I have been playing around with PETG and while my sides and tops look

(Scott Calkins) #1

I have been playing around with PETG and while my sides and tops look ok, anything over the top of support looks like a stucco wall. I get the same thing with both Cura and S3D, though with Cura, the rest looks like crap. Any idea on the settings I should be playing with?

(Greg Copeland) #2

In Cura look at “Enable Support Roof” and “Enable Support Interface.”

Basically the area over supports is a bunch of bridging. The result is that you get a bridged “surface.” Which is what you see there. The support roof attempts to bridge the support area and then place a skin on top of that, thereby creating a surface, much like your top or bottom.

I’ve not used the options so can’t speak to how well they work. As such, feedback from your efforts would be much appreciated.

Another tip is to try to use some fan on the layers where the supports end.

(Greg Copeland) #3

BTW, I was looking at Cura 3.6. Not sure when those features were introduced.

(Kevin Danger Powers) #4

I use the support interface all the time. It works really well as long as you have the right spacing. I usually run about 1.3mm. This allows for enough space for easy removal but not so much that the part gets way out of tolerance.

(Greg Copeland) #5

@Kevin_Danger_Powers I’m glad you mentioned that. That’s why I haven’t used those options is because I don’t understand the impact on the shape and/or tolerance of the printed part. Can you elaborate some on it?

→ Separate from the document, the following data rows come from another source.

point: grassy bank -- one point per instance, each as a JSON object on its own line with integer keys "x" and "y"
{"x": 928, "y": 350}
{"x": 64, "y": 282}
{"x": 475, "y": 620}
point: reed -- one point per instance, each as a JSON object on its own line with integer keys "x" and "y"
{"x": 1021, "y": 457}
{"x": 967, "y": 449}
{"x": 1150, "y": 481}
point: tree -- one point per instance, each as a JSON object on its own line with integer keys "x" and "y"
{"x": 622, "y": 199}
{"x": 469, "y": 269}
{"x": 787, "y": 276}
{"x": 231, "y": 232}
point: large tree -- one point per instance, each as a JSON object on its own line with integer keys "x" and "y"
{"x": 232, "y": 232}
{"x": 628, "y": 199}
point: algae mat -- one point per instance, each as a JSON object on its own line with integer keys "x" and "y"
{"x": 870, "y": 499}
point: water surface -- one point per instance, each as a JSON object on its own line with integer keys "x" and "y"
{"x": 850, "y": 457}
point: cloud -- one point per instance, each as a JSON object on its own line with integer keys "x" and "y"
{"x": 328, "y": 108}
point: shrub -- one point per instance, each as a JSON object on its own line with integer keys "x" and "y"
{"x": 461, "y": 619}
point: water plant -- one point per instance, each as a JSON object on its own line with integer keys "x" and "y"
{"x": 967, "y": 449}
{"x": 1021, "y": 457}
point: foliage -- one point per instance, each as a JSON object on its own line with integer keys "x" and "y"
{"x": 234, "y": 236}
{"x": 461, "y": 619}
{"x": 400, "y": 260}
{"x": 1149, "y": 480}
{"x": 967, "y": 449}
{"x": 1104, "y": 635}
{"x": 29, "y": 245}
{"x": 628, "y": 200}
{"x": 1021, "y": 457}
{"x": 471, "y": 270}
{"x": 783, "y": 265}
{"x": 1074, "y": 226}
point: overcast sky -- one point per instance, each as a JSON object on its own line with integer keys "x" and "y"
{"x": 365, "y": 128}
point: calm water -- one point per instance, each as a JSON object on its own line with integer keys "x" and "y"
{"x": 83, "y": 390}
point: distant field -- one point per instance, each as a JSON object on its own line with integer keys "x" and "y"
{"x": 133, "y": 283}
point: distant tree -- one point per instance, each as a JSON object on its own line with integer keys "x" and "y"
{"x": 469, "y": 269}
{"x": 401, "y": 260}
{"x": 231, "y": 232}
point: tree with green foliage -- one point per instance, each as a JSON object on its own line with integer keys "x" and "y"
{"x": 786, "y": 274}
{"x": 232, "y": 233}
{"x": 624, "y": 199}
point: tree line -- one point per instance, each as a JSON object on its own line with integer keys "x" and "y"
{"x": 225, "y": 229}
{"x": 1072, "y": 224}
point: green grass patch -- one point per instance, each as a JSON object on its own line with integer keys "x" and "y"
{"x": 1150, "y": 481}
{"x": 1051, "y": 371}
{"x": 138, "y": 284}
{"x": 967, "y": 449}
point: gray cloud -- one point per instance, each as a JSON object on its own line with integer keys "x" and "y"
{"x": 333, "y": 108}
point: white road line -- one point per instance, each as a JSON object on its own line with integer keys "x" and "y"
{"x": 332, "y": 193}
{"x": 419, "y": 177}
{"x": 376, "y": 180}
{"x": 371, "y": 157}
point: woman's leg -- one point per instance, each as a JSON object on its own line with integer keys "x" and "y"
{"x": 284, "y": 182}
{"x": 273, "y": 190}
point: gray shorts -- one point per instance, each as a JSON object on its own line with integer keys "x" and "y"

Do you have any experience with “Enable Support Roof?”

(Ulrich Baer) #6

support with PET-G is not working well, either your distance is high so you can remove it which means that you mostly don’t need support at all or it will fuse and can only be removed mechanically. Your picture looks like there was nearly no connection between the print and the support. Your print always becomes bigger in z through the support gap as layer will fall down a little.

(Kevin Danger Powers) #7

@Greg_Copeland yeah it just makes the top couple of layers a solid surface which is much better to print on. It makes the parts much more accurate and strong but the down side is that it uses more plastic and you have to clean the part up afterwards. I try to avoid using any supports at all but if I do use them, I always have a roof and even a floor if I’m filling in a gap.